Prof. Martin Stein from Münster University’s Centre for Teacher Education on learning and teaching in public places / Registration begins in April
Researchers from Germany, Austria and Switzerland will be meeting in Münster from September 16 to 19 to discuss the subject of learning and teaching in public places. The conference, organized by the University Centre for Teacher Education (ZfL), will be looking at the question of designing lessons and seminars outside schools and universities. Registrations for participation can be made April. In advance of the conference, Kathrin Nolte spoke to Prof. Martin Stein , Educational Director of the ZfL, about the challenges relating to teacher training at the University, teaching-practice centres and educational facilities.
Learning is something that takes place not only in school but also, increasingly, in museums, theatres or labs for schoolchildren. What is the aim of this conference entitled "Researching. Learning. Teaching in Public Places - The Wider View"?
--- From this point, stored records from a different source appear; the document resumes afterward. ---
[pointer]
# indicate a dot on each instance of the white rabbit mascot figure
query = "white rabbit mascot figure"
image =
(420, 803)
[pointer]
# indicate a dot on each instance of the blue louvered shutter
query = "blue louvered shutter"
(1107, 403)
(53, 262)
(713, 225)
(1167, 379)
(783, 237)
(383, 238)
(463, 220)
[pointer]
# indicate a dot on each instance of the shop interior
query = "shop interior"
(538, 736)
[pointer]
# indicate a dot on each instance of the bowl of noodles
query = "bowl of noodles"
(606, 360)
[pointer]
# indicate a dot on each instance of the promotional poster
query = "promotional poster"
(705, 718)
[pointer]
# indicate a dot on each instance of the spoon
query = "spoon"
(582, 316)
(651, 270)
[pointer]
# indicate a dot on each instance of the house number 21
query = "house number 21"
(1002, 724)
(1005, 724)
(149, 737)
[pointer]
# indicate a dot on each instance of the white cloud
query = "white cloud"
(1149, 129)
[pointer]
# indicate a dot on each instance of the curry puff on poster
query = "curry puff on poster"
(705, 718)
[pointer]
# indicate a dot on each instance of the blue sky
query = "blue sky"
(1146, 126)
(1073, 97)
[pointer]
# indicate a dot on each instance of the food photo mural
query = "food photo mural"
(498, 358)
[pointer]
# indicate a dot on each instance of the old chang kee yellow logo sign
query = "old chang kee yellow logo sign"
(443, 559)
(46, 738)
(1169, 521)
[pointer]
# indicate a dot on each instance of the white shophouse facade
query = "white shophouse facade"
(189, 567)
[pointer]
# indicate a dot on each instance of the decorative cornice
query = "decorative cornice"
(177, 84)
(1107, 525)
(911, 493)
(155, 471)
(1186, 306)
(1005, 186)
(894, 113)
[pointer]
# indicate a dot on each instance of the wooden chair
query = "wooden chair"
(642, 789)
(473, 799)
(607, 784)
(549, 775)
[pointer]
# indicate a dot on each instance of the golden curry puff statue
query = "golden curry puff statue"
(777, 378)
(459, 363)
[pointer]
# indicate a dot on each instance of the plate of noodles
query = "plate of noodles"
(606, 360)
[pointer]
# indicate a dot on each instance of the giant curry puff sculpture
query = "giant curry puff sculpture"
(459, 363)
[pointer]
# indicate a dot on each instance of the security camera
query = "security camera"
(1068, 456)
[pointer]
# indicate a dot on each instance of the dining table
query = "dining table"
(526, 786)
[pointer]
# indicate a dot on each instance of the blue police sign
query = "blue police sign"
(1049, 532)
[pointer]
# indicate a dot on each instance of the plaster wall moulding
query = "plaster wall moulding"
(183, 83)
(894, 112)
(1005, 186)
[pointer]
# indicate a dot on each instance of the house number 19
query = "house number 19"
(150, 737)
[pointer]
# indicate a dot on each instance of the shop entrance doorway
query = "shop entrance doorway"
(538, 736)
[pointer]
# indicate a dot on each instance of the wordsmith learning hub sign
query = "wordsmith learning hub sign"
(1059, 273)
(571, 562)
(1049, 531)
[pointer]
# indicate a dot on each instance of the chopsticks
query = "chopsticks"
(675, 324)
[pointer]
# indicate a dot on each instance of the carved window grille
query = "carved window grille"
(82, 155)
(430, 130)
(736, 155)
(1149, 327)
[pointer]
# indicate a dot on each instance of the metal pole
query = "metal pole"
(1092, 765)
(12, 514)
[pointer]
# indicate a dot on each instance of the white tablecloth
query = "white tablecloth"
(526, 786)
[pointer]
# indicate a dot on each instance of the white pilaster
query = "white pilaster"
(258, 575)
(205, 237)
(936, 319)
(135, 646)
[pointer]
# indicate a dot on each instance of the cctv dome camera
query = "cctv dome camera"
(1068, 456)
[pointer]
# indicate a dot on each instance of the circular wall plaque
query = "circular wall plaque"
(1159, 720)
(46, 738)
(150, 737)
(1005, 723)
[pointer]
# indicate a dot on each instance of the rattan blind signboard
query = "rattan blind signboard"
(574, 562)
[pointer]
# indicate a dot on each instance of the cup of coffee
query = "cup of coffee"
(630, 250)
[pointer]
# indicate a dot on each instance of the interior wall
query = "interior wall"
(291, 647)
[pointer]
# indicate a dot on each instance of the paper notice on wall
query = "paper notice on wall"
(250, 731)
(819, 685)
The conference aims to stimulate an interdisciplinary dialogue on theoretical approaches to learning and teaching in public places, and on practical ways of implementing them, with the dialogue taking place primarily between three groups: representatives from teaching training at universities, the teacher-training centres, and schools. Didactics cannot be seen in isolation from the subjects themselves - which is why, to get the wider perspective, we include the views of the individual subjects with their specific expertise. This means, for example, that the subject of 'excursions' can be addressed by both subject teachers and educationalists among geographers or biologists. So the content of the conference is correspondingly wide-ranging and will be including not only talks, but also workshops involving everything from the Natural Sciences to the Humanities and Art.
From an academic point of view, how can public places of learning be meaningfully integrated into school lessons or university teaching?
Integrating public places of learning into teaching at schools and universities always makes sense wherever it supports the process of researching or investigating 'natural places'. History teachers, biologists and geographers, to name just three examples, have always gone out into the world. By using GPS or QR codes on buildings, public places can be enriched with information in virtual space, thus widening the range of what can be learned.
What challenges does this produce for teacher training?
The government of the state of North Rhine-Westphalia has incorporated content relating to out-of-school learning and to collaboration with partners outside schools into its core curricula for junior level at grammar schools. They are currently being brought up to date. However, the subject is nothing new for teacher training at Münster. An example of this is the "Mathbridges" project at Münster University in which, in collaboration with twelve international partner universities, a team of lecturers and students of the didactics of mathematics - headed by Prof. Stanislaw Schukajlow-Wasjutinski - have developed real-life estimation tasks involving twelve bridges from all over the world. This project is an excellent example of how to combine the promotion of mathematical skills with work carried out in public places.